ENQUETE Aviv Zonabend, qui aurait tenu ces propos sur une radio israélienne, plaide pour une erreur de traduction…

H. B.

— 

Illustration de la place du capitole a Toulouse, du fronton du Capitole.
Illustration de la place du capitole a Toulouse, du fronton du Capitole. — Alexandre GELEBART/REA Alexandre GELEBART/REA

Dérapage ou erreur de traduction ? Jean-Luc Moudenc, le maire LR de Toulouse, a ordonné l’ouverture d’ une enquête visant un conseiller municipal de sa majorité, rapporte France 3 Occitanie. Aviv Zonabend, conseiller municipal Les Républicains de la Ville rose, aurait déclaré sur l’antenne d’une radio israélienne, qu’il y avait « trop d’ Arabes à Toulouse ». « Ils représentent 10 à 12 % de la population », aurait-il ajouté, précisant également « qu’il y avait très peu de juifs à Toulouse ».

Selon The Times of Israël, Aviv Zonabend a aussi déclaré lors de cette interview à la radio que ses collègues musulmans de la municipalité avaient de la « difficulté » à accepter son sionisme, précisant que lorsqu’il se rendait à Tel Aviv, une ville jumelée avec Toulouse, pour promouvoir des projets qu’il partage sur son compte Facebook, « cela a commencé à en déranger certains ».

« J’en ai après les islamistes, mais je n’ai rien du tout contre les Arabes »

Contacté par France 3 Occitanie, Aviv Zonabend dément et invoque une erreur de traduction. « J’ai été interrogé sur l’affaire Merah et j’ai répondu dans un hébreu hésitant, une langue que je ne maîtrise pas. Je ne voulais pas parler d’Arabes mais d’islamistes. Je n’ai rien contre les Arabes et j’entretiens d’excellentes relations avec la communauté musulmane. Je voulais insister sur le fait qu’il y a trop d’islamistes à Toulouse. Je suis très clair. J’en ai après les islamistes mais je n’ai rien du tout contre les Arabes », explique le conseiller municipal.

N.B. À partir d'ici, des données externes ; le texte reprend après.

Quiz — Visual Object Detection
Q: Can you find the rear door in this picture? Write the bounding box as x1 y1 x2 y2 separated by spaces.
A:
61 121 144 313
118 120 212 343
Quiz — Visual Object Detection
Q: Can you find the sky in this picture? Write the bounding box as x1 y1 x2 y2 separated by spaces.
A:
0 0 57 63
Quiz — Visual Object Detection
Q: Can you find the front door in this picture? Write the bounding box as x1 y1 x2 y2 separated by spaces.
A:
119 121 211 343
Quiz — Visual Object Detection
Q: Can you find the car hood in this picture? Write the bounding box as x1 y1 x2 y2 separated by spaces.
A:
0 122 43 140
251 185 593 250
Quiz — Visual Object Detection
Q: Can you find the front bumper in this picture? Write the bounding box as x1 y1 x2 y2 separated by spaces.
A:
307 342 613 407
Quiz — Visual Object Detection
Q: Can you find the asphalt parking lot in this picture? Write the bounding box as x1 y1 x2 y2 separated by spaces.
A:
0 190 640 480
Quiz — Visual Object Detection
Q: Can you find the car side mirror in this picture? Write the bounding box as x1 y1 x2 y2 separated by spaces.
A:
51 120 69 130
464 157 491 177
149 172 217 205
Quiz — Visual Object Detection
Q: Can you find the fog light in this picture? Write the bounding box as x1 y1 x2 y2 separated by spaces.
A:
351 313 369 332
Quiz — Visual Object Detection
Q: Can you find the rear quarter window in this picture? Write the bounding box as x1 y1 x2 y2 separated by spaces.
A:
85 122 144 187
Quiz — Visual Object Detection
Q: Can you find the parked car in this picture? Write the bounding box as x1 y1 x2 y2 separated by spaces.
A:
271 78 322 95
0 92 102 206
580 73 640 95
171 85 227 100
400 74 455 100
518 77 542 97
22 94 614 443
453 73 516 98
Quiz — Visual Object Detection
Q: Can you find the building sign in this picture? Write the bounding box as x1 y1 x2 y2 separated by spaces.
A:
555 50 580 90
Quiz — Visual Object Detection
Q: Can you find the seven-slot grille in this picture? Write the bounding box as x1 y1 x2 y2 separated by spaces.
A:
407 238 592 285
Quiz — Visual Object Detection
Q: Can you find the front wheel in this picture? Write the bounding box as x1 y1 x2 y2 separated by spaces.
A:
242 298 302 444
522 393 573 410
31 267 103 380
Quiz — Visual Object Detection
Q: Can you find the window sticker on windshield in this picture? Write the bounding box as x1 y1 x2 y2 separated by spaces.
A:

Des explications qui n’ont pas convaincu le maire de Toulouse, Jean-Luc Moudenc, qui a donc décidé d’ouvrir une enquête. « Toulouse mérite mieux que des propos à l’emporte-pièce », explique notamment le maire dans un long message posté ce vendredi sur Facebook.

« Un traducteur professionnel » mandaté pour vérifier que « ce qui a été dit »

« Il est intolérable que le dialogue que nous cultivons avec et entre les communautés religieuses soit ainsi foulé aux pieds. Je ne saurais transiger ou composer avec des visions qui opposent les Toulousains les uns aux autres », a ajouté le maire.

Jean-Luc Moudenc a indiqué avoir mandaté « un traducteur professionnel » pour vérifier que « ce qui a été publié correspond véritablement à ce qui a été dit ». « Si cela était malheureusement avéré, je prendrais alors les décisions qui s’imposent en retirant toutes ses délégations à l’élu en cause ».